Historical population
| Census | Pop. | Note | %± |
| 2020 | 6,366 |  | — |
U.S. Decennial Census

===2020 census===

As of the 2020 census, Eastwood had a population of 6,366. The median age was 34.7 years. 24.9% of residents were under the age of 18 and 11.2% of residents were 65 years of age or older. For every 100 females there were 98.7 males, and for every 100 females age 18 and over there were 93.6 males age 18 and over.

100.0% of residents lived in urban areas, while 0.0% lived in rural areas.

There were 2,667 households in Eastwood, of which 31.9% had children under the age of 18 living in them. Of all households, 29.7% were married-couple households, 23.8% were households with a male householder and no spouse or partner present, and 35.2% were households with a female householder and no spouse or partner present. About 33.4% of all households were made up of individuals and 8.5% had someone living alone who was 65 years of age or older.

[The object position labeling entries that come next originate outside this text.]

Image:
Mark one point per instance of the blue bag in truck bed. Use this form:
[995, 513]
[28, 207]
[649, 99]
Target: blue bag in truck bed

There were 2,830 housing units, of which 5.8% were vacant. The homeowner vacancy rate was 2.4% and the rental vacancy rate was 5.7%.

Racial composition as of the 2020 census
| Race | Number | Percent |
|---|---|---|
| White | 3,530 | 55.5% |
| Black or African American | 1,873 | 29.4% |
| American Indian and Alaska Native | 55 | 0.9% |
| Asian | 25 | 0.4% |
| Native Hawaiian and Other Pacific Islander | 7 | 0.1% |
| Some other race | 252 | 4.0% |
| Two or more races | 624 | 9.8% |
| Hispanic or Latino (of any race) | 553 | 8.7% |

===2000 census===

As of the 2000 census, there were 6,265 people, 2,572 households, and 1,527 families residing in the CDP. The population density was 3,139.3 PD/sqmi. There were 2,778 housing units at an average density of 1,392.0 /sqmi. The racial makeup of the CDP was 74.96% White, 19.27% Black or African American, 0.29% Native American, 0.83% Asian, 0.05% Pacific Islander, 1.74% from other races, and 2.87% from two or more races. Hispanic or Latino of any race were 3.61% of the population.

There were 2,572 households, out of which 30.3% had children under the age of 18 living with them, 39.3% were married couples living together, 14.8% had a female householder with no husband present, and 40.6% were non-families. 30.4% of all households were made up of individuals, and 8.4% had someone living alone who was 65 years of age or older. The average household size was 2.37 and the average family size was 2.95.

In the CDP, the population was spread out, with 25.0% under the age of 18, 11.2% from 18 to 24, 32.5% from 25 to 44, 18.4% from 45 to 64, and 12.9% who were 65 years of age or older. The median age was 32 years. For every 100 females, there were 87.9 males. For every 100 females age 18 and over, there were 85.3 males.

The median income for a household in the CDP was $35,763, and the median income for a family was $40,208. Males had a median income of $33,895 versus $24,574 for females. The per capita income for the CDP was $17,313. About 9.5% of families and 12.1% of the population were below the poverty line, including 15.8% of those under age 18 and 3.8% of those age 65 or over.

==Education==
Some portions are in Kalamazoo Public Schools while others are in Comstock Public Schools.